Friends of the wet low pressure briquetting process;
We are seeing many who dive into making up briquettes with all kinds of new presses and blends but who lack a good understanding of what it takes to make a good solid briquette. They give up on use of agro residues because of frustration in getting them to compact, and then resort to use of paper.
Paper is a good shortcut but it cuts you out of the richness of diversity and sustainability of the natural biota thats there. Paper is easy to use just soak it for a few days and you have the base for blending in about anything Great BUT.you will then depend upon it for the future, and with the chemicals used in its manufacture, it is not the best material for combustion either.

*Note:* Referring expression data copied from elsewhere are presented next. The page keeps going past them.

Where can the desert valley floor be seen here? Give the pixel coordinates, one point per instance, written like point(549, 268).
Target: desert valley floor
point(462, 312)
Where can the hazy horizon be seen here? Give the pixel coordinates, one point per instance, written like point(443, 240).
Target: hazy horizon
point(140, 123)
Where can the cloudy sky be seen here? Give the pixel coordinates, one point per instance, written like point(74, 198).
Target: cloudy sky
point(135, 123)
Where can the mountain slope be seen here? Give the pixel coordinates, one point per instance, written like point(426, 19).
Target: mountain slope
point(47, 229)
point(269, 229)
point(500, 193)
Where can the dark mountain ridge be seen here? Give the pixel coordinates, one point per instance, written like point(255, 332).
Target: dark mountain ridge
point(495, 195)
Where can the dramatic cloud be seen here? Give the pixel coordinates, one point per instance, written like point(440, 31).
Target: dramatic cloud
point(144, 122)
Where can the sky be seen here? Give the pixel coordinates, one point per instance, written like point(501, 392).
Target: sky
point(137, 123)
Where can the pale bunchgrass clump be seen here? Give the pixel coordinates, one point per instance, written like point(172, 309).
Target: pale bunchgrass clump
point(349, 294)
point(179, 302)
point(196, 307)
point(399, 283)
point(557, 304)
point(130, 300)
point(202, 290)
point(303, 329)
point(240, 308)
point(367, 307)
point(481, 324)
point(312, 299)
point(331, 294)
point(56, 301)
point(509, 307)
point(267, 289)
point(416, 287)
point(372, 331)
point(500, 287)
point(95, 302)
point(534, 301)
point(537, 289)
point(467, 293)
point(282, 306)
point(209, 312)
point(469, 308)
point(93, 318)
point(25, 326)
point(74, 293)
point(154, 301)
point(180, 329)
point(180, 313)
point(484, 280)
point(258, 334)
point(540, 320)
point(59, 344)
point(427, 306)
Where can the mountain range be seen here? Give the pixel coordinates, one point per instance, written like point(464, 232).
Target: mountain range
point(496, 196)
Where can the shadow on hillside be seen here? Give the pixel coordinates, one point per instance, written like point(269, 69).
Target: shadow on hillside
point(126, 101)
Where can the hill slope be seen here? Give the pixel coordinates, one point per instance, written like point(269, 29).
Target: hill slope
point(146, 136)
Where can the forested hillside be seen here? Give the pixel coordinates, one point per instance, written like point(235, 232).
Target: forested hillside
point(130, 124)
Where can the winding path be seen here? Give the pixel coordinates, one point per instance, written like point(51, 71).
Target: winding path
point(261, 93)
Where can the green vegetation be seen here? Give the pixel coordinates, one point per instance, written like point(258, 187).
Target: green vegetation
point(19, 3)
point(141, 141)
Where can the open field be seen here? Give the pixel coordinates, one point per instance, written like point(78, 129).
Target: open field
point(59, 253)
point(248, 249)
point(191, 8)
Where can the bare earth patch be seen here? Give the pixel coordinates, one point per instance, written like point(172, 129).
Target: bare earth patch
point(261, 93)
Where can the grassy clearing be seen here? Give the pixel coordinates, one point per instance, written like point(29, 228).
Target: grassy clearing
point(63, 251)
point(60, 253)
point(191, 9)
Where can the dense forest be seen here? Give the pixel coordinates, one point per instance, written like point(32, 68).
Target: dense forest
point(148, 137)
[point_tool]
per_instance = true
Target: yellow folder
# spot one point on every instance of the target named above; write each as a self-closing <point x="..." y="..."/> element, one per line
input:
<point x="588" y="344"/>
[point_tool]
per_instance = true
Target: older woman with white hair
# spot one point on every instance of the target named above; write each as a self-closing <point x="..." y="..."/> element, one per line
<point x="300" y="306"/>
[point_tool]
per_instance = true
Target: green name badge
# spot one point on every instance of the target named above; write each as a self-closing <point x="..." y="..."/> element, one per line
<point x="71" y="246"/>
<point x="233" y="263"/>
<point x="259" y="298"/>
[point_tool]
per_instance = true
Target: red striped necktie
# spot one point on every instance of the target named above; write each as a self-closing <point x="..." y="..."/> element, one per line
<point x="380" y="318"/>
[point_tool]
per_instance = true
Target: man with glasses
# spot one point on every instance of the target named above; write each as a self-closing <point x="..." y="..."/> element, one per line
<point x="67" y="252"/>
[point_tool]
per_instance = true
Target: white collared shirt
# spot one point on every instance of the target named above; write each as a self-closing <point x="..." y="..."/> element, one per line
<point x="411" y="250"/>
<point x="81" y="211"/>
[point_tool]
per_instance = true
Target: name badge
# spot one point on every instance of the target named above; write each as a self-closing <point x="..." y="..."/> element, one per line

With these few bits of experience to add I hope to encourage you to moveon to briquetting with natural resources
With the wet low pressure ambient temperature process (WLPATP ?), fibers are used to bind the materials together. Corn Starch Clay, wax, dung and other additives can bind of course but these may add cost and/or are not necessarily good combustibles.For most of us, its all about getting the material (grasses/ straws/ leaves /stalks/ husks /stems etc., to expose their fibers, and to then dissociate these fibers from their natural matrices, then randomly realigning them in the form of, say, matted hair or a really tight birds nest. (fiber length varies depending upon flexibility. from a few mm to a few cm) .
If processed correctly, natural fibers will flex and then tend to interlock once blended with other materials in a water slurry.
One does not achieve this by simple chopping or even direct use of the fiber without some form of softening (thru partial decompsition, in a hot humid anerobic environment, (under such as a black plastic bag), or as we are learning from our Mayan colleagues in Guatemala, use of agricultural lime (which is traditionally discarded after its use in hot water to soften and de-shell their corn kernals).